Untitled Unmastered (Aftermath / Interscope)
Reviewed by Kahron Spearman, Fri., April 1, 2016
Obliging NBA superstar LeBron James' call for "those untitled tracks," Untitled Unmastered shouldn't be considered an uncalculated affair. In one of the better uses of B-sides in recent memory – if they could reasonably be called such – the Compton MC got the jump on March Madness 2016 with a creatively unhinged and politically charged salvo likely to rival any to follow.

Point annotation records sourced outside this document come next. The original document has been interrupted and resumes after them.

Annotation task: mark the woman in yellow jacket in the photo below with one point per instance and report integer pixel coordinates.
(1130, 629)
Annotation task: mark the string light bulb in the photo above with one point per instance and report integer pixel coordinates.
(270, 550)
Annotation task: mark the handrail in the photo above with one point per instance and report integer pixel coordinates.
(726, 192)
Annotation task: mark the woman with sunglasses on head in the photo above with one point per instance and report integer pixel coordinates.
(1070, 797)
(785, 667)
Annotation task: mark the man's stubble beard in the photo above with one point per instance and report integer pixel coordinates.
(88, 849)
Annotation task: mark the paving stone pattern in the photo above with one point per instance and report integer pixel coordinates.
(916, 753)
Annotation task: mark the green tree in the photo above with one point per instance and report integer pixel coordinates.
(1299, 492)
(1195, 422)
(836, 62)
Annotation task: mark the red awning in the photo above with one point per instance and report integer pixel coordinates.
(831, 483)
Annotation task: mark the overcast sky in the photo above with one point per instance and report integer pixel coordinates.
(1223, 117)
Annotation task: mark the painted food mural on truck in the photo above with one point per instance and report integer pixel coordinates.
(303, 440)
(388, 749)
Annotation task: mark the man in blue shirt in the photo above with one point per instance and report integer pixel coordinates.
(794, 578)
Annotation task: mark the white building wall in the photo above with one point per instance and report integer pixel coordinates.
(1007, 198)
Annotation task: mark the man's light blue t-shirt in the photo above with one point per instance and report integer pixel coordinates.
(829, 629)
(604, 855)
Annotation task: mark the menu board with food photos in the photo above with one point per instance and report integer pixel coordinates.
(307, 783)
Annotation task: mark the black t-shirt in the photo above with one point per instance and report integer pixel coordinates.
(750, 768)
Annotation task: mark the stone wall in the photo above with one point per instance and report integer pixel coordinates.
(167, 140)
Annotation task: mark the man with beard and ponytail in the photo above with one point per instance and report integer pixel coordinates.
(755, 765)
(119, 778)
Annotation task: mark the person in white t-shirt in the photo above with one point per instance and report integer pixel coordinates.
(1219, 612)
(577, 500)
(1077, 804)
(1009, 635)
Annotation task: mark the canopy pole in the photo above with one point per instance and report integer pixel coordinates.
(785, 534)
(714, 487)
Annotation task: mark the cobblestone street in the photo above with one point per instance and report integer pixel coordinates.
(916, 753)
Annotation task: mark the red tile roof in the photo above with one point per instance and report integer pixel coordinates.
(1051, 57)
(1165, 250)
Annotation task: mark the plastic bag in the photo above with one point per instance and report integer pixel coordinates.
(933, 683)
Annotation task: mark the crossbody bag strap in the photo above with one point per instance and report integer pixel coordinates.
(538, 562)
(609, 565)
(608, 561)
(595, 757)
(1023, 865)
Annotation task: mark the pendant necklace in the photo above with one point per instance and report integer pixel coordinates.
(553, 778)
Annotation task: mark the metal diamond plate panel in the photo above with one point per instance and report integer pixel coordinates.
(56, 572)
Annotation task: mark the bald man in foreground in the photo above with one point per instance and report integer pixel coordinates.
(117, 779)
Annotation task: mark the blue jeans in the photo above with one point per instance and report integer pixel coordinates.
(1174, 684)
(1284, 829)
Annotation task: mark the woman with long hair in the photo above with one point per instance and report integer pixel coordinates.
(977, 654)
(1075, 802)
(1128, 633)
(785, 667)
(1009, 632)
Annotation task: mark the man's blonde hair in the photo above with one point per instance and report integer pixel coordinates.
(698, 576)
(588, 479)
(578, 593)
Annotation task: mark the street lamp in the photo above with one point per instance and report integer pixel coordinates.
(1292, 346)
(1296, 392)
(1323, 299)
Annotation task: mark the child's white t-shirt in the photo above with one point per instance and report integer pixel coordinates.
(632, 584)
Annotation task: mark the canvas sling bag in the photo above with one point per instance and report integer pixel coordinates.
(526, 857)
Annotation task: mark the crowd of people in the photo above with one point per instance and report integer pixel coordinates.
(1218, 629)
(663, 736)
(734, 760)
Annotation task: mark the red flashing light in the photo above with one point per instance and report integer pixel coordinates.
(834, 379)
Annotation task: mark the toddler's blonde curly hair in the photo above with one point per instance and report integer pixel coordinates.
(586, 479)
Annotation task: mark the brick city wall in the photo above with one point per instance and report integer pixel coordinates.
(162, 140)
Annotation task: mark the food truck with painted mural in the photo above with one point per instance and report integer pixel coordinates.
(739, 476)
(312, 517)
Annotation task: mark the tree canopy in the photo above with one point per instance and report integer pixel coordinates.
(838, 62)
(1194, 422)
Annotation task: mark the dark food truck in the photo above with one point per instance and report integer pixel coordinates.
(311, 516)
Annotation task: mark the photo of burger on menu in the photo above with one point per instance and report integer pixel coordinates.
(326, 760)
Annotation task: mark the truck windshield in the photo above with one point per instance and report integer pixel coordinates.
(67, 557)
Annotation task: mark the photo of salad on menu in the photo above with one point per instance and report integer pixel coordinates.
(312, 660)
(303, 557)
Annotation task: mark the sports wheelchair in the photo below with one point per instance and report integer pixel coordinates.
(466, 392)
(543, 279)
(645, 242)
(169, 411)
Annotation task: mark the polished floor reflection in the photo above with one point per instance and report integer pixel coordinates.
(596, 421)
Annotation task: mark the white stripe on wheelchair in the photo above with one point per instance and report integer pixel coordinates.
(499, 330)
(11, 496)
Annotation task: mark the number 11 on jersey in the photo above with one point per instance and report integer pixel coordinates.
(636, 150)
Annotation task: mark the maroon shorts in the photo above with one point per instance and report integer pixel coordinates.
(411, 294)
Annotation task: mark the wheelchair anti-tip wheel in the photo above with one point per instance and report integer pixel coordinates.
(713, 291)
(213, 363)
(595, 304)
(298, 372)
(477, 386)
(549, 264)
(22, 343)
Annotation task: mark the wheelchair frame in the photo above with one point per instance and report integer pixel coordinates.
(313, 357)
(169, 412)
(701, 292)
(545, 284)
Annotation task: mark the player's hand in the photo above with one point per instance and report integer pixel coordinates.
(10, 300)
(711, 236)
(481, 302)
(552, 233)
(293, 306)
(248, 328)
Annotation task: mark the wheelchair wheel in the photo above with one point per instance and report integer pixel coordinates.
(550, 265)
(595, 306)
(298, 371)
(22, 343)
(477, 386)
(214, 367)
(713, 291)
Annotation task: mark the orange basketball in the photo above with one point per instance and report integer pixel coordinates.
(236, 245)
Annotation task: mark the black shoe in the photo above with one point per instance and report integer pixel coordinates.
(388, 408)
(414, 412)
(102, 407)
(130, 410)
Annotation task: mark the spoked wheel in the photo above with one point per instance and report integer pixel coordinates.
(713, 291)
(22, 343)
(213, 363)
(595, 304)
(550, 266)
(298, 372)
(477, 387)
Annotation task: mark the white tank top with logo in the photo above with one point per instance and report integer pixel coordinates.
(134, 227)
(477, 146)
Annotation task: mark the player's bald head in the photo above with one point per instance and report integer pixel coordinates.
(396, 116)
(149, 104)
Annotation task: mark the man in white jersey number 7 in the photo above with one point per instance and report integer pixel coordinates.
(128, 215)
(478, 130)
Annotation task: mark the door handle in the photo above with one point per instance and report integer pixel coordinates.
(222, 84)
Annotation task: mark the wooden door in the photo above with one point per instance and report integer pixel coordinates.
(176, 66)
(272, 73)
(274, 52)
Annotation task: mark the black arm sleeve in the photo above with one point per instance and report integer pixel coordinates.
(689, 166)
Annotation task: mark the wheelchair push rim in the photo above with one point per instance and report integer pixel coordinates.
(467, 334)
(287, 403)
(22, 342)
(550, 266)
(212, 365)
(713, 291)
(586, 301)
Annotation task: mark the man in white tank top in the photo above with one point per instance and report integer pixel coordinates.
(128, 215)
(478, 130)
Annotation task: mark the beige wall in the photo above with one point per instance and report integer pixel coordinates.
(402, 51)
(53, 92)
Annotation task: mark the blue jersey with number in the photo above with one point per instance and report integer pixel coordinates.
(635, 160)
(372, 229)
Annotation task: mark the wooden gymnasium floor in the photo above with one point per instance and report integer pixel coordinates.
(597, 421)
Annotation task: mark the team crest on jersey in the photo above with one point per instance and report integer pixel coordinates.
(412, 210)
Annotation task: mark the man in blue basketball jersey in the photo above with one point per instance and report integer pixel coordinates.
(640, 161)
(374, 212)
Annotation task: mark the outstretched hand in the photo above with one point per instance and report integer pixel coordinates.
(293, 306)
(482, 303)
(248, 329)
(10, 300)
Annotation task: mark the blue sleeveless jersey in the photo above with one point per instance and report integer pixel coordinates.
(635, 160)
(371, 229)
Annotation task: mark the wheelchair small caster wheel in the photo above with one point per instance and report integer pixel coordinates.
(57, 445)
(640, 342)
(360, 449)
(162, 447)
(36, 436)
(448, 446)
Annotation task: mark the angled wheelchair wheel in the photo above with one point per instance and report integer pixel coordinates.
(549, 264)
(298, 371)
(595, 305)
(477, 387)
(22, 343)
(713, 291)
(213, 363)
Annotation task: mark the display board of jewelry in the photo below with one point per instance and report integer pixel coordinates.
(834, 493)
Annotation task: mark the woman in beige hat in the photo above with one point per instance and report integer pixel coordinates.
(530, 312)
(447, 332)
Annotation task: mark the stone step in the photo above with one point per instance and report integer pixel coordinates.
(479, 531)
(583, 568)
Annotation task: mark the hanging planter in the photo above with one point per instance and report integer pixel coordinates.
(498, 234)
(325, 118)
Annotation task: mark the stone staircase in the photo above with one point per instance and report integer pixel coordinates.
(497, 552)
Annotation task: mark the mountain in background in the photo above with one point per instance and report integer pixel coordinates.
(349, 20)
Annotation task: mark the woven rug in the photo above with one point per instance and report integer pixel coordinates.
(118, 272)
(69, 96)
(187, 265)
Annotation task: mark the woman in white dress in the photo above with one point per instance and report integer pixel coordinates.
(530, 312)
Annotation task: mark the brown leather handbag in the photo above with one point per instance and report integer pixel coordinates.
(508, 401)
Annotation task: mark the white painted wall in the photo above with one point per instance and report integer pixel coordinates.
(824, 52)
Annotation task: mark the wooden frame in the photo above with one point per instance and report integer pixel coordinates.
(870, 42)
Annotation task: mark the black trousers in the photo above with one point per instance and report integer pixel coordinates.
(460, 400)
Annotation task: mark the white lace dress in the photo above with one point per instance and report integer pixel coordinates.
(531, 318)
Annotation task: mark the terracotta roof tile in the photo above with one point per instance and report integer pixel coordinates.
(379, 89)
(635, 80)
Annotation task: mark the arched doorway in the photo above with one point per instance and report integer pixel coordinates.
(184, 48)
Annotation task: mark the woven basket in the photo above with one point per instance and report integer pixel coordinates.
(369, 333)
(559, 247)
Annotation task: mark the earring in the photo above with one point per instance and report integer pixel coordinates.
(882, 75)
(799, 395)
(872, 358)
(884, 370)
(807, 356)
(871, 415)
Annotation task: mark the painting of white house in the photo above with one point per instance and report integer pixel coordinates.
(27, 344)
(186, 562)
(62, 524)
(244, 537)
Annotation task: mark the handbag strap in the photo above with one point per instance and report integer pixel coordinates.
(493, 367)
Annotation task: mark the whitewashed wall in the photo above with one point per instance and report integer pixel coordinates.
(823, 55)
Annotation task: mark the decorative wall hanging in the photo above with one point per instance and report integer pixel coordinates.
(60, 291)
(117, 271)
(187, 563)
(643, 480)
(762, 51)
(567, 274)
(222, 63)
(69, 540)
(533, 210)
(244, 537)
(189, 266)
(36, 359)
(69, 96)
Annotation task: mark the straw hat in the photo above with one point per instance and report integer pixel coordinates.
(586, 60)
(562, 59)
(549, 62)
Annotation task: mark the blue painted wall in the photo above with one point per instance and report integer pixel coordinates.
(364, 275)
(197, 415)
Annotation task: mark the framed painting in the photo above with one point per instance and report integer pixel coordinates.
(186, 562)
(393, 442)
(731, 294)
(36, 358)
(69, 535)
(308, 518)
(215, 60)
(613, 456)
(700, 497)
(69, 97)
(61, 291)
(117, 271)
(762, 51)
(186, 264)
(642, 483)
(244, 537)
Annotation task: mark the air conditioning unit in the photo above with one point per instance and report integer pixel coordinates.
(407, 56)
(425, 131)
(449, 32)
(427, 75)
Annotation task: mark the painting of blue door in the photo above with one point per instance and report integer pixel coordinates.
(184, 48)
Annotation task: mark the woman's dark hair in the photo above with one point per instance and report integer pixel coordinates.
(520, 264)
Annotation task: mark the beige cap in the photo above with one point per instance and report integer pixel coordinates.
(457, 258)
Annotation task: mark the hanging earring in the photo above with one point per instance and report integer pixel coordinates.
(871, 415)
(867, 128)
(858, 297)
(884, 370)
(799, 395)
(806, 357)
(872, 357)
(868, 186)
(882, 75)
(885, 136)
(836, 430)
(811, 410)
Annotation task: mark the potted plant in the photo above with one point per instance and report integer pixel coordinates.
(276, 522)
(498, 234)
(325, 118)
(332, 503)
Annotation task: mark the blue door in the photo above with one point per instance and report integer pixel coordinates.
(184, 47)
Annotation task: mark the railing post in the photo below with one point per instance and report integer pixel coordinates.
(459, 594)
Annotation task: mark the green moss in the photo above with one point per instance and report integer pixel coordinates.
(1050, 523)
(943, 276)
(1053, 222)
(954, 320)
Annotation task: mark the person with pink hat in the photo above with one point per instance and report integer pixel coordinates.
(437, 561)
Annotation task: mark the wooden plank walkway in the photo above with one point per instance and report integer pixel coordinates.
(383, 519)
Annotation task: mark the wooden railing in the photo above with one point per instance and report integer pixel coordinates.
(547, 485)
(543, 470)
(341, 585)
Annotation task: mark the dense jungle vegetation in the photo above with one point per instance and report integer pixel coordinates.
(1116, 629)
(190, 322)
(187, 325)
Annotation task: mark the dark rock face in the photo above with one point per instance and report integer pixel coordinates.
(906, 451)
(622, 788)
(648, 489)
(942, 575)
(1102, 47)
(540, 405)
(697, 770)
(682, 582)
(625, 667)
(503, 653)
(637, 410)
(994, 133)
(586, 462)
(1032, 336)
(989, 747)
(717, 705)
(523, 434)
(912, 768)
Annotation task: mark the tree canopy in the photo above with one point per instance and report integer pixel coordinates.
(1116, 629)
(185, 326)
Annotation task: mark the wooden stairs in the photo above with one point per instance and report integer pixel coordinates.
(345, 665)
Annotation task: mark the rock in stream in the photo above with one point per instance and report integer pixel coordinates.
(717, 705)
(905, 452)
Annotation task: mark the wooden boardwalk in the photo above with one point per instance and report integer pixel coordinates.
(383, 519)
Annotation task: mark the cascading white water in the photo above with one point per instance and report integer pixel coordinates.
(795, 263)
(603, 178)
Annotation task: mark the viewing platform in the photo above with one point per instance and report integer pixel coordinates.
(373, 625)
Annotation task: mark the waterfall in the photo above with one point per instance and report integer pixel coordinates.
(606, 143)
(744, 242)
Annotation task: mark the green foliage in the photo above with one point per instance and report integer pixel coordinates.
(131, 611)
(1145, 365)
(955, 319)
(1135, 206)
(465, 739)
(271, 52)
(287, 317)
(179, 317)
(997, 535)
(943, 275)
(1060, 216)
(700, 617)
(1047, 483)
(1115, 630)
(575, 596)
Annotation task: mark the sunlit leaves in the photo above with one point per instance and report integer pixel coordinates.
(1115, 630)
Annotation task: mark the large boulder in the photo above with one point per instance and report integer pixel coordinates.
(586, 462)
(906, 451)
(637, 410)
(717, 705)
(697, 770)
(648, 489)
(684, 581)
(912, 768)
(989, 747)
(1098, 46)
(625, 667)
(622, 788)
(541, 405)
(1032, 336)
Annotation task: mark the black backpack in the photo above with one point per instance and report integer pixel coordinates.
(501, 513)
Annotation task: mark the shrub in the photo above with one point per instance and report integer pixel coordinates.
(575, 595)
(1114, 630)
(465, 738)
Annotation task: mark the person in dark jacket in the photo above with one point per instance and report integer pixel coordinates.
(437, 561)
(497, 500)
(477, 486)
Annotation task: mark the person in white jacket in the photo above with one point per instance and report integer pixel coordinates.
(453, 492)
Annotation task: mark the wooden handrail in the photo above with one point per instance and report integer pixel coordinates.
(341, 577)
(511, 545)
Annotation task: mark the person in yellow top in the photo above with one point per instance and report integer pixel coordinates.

It also doubles as a thoughtful companion piece to four-time Grammy winner To Pimp a Butterfly from last year. "Untitled 01" initially meanders as an Outkast deep cut-influenced free jazz piece, but shapes up quickly as Lamar runs roughshod on sin and religious judgment – setting off an album-long motif. "Pimp, pimp hooray," exclaims the rapper, touching on internal struggles with greed over atmospheric trap on "Untitled 02." Label associates from Top Dawg Entertainment, SZA and Jay Rock ask you not to "second-guess yourself" on the fleshy "Untitled 04," offering humanity a pleasurable cure-all: "Head is the answer. Head is the future." Producer Terrace Martin and genius bassist Thundercat – both of whom leave considerable marks the album over – lay groundwork on inequality for "Untitled 05," and "Untitled 06" features Cee Lo Green cutting through thumping bossa nova from producers Ali Shaheed Muhammed and Adrian Younge. Aside from the political and religious carry begun on To Pimp a Butterfly, Lamar seems to be aiming (if passive-aggressively) at Drake's head periodically. Reminiscent of Big Daddy Kane and Rakim's semi rivalry, the two are locked into a simmering "cold war." Untitled Unmastered can't be considered completely realized since there are tell-tale signs to the contrary, such as the live demoing of "Untitled 04" toward the end. Nevertheless, these overt aims at artful truth in a world of edits result in a near-classic in their own right. Kendrick Lamar does an impeccable job of wrapping up the entire Butterfly process in a tidy bow.